Я подошла к березке и уселась у ее корней прямо на гору потемневшей палой листвы. Уткнулась лбом в подтянутые к груди колени и тихонечко заплакала. Наверное, так уходит детство. Не с первой любовью, замужеством или рождением детей, а вместе с теми, кто тебя вырастил и воспитал. Пока есть человек, к которому всегда можно прийти со своими проблемами, заранее зная, что он над тобой не посмеется и не прогонит прочь, а всегда выслушает и если не даст совет сразу, то хотя бы побудет рядом, – детство продолжается. С человеком, который любит тебя за то, что ты просто есть на этом свете, для которого твои поступки – неважно, какие они, плохие или хорошие, – являются лишь поводом для радости или огорчения, а не для того, чтобы тебя бросить или приблизить к себе…
Подлунный подошел ближе и улегся рядом со мной на лиственную подстилку. Я только всхлипнула, обнимая разумного волка за шею и пряча лицо в густом зимнем подшерстке, остро пахнущем лесным зверем и совсем немного – дымом погребального костра.
Кто бы знал, насколько же я устала… Насколько мне хочется верить, что все, случившееся со мной в последнее время, – дурной, страшный сон, который просто обязан когда-нибудь кончиться. Я так хочу проснуться… и узнать, что не было ни Дикой Охоты, ни погребального костра, ни этого проклятого Колодца, который когда-то давно столь круто изменил мою жизнь… поломал меня прежнюю и слепил заново… подчиняясь последней воле уходящего «на покой» бога сражений.
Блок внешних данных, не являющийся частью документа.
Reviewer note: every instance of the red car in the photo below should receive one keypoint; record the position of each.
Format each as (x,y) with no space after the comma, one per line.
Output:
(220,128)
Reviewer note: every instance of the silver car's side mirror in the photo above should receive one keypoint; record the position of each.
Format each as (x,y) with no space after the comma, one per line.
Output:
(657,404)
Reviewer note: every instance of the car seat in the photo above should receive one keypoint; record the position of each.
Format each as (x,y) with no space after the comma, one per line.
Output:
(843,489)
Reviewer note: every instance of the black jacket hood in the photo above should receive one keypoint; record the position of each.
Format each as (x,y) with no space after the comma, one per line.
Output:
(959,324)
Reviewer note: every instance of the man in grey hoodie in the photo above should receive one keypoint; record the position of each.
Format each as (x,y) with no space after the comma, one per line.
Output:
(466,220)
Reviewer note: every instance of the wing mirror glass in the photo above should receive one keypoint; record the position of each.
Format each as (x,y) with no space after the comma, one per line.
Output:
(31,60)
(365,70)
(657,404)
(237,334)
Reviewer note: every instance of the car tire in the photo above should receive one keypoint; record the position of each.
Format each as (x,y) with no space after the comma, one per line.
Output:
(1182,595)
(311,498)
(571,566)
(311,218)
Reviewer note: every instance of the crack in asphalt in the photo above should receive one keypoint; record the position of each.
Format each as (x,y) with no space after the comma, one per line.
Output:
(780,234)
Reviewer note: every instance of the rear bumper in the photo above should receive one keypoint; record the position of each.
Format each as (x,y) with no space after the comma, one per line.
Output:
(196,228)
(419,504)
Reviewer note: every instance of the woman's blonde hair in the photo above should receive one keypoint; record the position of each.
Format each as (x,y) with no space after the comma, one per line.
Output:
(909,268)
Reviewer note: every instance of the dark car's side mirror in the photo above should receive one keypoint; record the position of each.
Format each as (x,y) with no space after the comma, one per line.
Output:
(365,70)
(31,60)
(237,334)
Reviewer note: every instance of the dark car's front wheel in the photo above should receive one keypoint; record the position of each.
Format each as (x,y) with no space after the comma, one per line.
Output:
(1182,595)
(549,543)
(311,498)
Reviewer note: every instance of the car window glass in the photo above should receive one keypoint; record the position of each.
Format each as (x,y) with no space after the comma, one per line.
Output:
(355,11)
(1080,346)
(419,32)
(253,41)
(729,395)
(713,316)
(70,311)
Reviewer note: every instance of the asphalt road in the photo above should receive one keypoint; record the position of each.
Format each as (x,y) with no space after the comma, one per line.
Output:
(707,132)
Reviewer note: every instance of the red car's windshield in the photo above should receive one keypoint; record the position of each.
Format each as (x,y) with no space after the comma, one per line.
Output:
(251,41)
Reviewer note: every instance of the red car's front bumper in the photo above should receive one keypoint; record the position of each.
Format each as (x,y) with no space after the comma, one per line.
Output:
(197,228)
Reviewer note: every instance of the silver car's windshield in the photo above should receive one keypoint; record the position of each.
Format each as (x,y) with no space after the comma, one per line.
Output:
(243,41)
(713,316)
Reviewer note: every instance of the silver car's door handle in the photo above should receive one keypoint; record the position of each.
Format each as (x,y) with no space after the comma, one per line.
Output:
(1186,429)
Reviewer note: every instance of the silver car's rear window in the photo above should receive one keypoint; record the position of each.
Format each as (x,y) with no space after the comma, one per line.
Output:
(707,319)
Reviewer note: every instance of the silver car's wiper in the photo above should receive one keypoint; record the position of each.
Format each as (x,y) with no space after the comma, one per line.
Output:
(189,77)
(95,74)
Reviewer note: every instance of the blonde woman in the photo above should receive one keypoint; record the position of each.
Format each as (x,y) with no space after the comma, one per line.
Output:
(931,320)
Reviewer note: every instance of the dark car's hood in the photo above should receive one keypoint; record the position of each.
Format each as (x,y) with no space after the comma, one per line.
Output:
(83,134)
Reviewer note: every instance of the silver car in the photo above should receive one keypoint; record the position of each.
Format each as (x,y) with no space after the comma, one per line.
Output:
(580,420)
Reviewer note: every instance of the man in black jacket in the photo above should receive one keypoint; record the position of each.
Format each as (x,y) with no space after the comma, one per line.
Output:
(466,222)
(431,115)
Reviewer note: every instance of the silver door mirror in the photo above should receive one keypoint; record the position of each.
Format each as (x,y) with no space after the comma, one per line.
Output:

Я так хочу проснуться… Ну пожалуйста…
Разумный волк вдруг низко зарычал и ощетинился, привставая с земли. Я подняла голову и увидела, как на обшарпанную ветку березы садится довольно крупная птица размером с небольшого орла – такие же широкие крылья, мощные лапы с крючковатыми когтями и довольно жилистое тело, только вот оперение у странной птицы было белоснежным, и лишь голова и кончики перьев отливали золотом. Я смотрела в глаза алконосту, и на миг мне почудилось, что орлиная голова его вдруг становится человеческой, а вместо хохолка появляется золотая корона, усыпанная драгоценными камнями. Только глаза на прекрасном девичьем личике остаются прежними, птичьими – с огромным зрачком и тоненькой золотистой ниточкой радужки. Я привстала, положив ладонь на шею разумного волка, и в этот момент алконост вдруг запел.
Его песня подхватила меня, как бурный поток подхватывает упавшую в него щепку, закрутила и куда-то понесла. Я не могла разобрать ни слова, но почему-то знала, что песня обо мне. О том, что было и есть, и о том, как оно все могло бы быть. И вот к этому «могло бы» я потянулась всей душой, всем сердцем, как будто от этого зависела моя жизнь и все мое существование.
Хочу жить, хочу любить, хочу быть свободной!
Песня алконоста зазвучала громко и властно, пока не оборвалась на самой высокой, пронзительной ноте, а вместе с песней пропало все остальное, как будто я потеряла сознание…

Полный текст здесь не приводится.